Build Illinois Jobslink scraper, API, and front end.
This project was an attempt to build an Illinois Joblinks scraper and API to index the jobs. This was built such that important public job listing data could be accessible and utilized. This is aimed towards a more technically savvy audience who are familiar with HTTP requests, JSON, and general API protocol.
You will require the necessary python modules to run these scripts. Be sure to install the modules included in requirements.txt
.
You will also need to setup your own account on https://illinoisjoblink.illinois.gov/ada/r/ so that this tool is able to access all of the data. Beware, the process is cumbersome.
Furthermore, you MUST include your username and password in settings.py
so that the scraper is able to effectively login and grab data.
The scraping part of this project is found within init_scrape.py
. You can run the intial scrape (which scrapes ALL of the jobs) with the following:
python init_scrape.py
This should take a while as it must grab on the order of ~10^4 job listings and all of their associated data. The results of the scrape are stored within a sqlite
databse called listings.db
. This database can be accessed using the sqlite
client and can be, of course, interacted with using SQL. Those familiar with databases can use this directly to tailor this data for their specific uses.

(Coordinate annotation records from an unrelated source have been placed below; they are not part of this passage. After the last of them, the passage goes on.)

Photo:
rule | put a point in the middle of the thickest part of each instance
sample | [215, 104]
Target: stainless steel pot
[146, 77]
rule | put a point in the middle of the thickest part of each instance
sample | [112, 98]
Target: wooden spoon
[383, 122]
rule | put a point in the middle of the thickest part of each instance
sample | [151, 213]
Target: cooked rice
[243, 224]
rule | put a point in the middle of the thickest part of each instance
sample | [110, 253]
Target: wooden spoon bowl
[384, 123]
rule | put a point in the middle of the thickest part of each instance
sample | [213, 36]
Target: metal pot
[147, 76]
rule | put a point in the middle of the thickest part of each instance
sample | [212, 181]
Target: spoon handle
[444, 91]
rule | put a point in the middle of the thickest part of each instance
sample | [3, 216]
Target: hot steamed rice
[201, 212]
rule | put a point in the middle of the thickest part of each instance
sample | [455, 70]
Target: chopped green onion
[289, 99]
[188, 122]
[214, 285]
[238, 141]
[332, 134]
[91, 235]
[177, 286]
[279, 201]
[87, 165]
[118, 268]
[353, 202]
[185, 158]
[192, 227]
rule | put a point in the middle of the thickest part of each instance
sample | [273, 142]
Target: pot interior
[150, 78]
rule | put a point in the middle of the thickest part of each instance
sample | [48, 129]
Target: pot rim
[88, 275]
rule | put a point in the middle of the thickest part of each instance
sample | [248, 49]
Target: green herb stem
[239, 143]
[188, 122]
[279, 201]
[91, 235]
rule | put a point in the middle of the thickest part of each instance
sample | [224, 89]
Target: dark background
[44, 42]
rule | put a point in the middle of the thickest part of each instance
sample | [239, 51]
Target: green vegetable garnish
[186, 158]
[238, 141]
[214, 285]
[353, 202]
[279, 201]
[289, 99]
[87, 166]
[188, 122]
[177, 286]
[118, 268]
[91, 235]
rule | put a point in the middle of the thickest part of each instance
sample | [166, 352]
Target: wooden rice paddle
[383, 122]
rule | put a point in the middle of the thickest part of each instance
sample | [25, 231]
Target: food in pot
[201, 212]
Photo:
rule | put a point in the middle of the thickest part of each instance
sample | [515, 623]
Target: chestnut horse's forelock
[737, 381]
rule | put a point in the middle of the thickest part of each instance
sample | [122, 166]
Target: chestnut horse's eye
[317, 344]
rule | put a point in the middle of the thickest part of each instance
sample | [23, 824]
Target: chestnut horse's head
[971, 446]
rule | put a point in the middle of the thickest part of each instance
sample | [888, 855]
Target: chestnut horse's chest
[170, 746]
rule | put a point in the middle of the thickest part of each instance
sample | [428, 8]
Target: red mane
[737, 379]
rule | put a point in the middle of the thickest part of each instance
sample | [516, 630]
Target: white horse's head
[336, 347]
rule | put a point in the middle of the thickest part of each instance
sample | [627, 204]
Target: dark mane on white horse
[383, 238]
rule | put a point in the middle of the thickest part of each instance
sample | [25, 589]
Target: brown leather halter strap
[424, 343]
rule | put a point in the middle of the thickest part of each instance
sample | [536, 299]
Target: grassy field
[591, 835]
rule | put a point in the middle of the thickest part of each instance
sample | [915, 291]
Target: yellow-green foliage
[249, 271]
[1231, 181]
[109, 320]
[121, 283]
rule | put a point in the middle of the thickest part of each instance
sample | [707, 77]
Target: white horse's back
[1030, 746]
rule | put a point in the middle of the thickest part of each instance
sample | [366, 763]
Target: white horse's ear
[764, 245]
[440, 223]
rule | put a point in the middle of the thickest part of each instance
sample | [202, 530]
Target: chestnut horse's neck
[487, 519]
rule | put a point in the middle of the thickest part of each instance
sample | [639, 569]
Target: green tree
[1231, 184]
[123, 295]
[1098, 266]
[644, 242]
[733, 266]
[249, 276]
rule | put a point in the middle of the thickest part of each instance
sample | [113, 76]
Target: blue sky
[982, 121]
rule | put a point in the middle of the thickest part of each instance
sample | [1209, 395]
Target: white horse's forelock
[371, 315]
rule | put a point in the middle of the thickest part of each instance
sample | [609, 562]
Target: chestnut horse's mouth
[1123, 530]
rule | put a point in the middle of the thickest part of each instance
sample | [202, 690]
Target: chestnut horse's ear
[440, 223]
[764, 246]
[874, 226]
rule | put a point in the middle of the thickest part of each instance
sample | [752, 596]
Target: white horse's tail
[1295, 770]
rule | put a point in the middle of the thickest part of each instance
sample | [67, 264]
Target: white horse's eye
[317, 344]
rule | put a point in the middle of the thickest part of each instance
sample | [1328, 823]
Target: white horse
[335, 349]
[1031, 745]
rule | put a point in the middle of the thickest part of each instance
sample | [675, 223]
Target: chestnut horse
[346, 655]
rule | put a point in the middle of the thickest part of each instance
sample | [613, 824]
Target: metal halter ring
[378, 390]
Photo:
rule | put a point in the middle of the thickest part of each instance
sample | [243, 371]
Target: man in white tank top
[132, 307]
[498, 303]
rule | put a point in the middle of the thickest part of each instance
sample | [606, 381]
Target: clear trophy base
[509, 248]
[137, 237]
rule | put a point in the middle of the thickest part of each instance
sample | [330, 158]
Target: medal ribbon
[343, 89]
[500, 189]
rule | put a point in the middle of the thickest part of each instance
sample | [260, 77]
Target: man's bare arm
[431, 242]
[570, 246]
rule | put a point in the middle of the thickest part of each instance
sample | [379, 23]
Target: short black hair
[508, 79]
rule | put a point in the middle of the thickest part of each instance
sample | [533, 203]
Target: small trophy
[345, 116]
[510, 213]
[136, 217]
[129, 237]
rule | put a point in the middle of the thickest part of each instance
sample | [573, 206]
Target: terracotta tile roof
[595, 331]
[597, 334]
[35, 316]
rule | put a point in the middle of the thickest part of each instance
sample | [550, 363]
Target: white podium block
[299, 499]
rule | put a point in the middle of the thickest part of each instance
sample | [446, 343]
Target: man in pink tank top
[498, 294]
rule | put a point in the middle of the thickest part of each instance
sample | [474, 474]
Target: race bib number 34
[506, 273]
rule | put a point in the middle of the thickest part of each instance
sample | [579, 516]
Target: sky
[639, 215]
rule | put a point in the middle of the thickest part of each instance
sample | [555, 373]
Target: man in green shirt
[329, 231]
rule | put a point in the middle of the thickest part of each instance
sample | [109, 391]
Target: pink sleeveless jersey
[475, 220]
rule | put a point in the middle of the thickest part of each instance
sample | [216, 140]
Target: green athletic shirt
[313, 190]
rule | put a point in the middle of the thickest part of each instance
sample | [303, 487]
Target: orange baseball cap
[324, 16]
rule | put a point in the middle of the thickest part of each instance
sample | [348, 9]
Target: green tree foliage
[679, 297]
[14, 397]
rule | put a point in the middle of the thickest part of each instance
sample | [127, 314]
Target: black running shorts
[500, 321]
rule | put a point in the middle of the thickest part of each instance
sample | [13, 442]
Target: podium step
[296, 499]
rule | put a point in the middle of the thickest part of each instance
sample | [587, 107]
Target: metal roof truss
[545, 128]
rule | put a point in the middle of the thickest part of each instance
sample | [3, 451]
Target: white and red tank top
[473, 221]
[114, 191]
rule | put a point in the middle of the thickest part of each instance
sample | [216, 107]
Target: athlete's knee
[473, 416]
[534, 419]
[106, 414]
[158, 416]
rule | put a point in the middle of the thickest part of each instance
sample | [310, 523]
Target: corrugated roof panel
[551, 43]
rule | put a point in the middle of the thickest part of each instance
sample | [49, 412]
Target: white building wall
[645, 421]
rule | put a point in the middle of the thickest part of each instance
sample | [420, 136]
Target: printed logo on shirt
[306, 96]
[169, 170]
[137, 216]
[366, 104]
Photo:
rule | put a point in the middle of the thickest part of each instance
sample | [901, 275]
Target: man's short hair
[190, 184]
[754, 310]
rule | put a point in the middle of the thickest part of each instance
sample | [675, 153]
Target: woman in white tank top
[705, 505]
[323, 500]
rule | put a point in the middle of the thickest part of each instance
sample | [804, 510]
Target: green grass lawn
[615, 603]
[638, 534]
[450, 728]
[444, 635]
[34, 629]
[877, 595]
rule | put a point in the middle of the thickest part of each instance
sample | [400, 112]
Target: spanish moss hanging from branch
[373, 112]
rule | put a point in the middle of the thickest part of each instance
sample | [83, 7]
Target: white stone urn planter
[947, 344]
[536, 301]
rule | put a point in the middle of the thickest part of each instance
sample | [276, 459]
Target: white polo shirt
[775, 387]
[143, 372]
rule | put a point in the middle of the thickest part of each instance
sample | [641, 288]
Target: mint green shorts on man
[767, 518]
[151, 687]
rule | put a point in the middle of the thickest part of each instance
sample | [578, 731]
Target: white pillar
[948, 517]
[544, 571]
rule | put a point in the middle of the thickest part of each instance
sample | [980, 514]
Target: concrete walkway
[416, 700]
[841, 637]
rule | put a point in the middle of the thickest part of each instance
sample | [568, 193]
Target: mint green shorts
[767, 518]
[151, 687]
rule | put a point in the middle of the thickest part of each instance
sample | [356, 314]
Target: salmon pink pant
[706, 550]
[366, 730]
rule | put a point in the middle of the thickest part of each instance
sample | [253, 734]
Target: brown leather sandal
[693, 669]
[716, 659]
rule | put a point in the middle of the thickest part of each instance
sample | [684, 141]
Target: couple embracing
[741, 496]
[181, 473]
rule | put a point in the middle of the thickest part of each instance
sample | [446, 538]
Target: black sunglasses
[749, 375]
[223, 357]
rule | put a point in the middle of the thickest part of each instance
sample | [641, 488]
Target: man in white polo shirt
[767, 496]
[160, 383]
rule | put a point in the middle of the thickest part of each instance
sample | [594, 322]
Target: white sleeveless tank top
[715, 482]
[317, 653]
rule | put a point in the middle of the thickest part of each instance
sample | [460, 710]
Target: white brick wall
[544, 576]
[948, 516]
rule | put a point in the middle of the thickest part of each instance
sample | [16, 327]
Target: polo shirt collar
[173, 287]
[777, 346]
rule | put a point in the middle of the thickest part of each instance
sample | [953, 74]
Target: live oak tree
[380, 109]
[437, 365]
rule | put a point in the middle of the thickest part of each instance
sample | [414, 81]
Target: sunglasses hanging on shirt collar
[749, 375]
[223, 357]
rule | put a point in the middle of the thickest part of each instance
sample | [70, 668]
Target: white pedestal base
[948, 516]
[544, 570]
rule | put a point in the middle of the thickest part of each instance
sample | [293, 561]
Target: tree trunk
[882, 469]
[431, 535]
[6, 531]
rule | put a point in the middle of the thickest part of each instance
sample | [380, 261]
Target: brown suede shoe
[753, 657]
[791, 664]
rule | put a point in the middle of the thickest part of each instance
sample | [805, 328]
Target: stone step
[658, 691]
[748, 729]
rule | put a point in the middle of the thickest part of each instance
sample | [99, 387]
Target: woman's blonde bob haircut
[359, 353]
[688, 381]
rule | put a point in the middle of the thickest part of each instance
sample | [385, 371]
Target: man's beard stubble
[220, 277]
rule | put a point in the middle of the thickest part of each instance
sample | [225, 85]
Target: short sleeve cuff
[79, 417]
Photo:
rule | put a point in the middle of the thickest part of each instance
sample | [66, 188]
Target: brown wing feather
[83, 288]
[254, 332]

We have included a module to setup an API so that others may access the data in the database using HTTP requests. This can be run using the following
python api.py
Query strings can be used to access the data. The endpoints are
/jobs
- Lists the job listings/help
- Lists the possible filters you may use
You may filter the job listings using query strings, such as http://127.0.0.1:5000/jobs?name=ferret&id=007
. Be sure to check the names of the parameters and what values are able to be taken. It is useful to refer to https://illinoisjoblink.illinois.gov/ada/r/search/jobs to see what valid entries are for fields.
We have attempted to support integration with Google Fusion Tables in an effort to use Derek Eder Searcheable Map Template. However, due to the sheer number of job listings, it is not feasible to map all listings in any sensible manner. Furthermore, there exist Google restrictions that hinder our utilization of these tools. oauth.py
contains our attempts and currently is able to write all of the data to a Fusion Table, where perhaps some may find it useful to host for sharing of the data. You will need to update settings.py
accordingly with the correct FusionTableId
. This app will also require permission to your Google account so it may write to the target FusionTable.
You may also refer to our development notes/timeline below for both our development journey and greater insight into the inner mechanics.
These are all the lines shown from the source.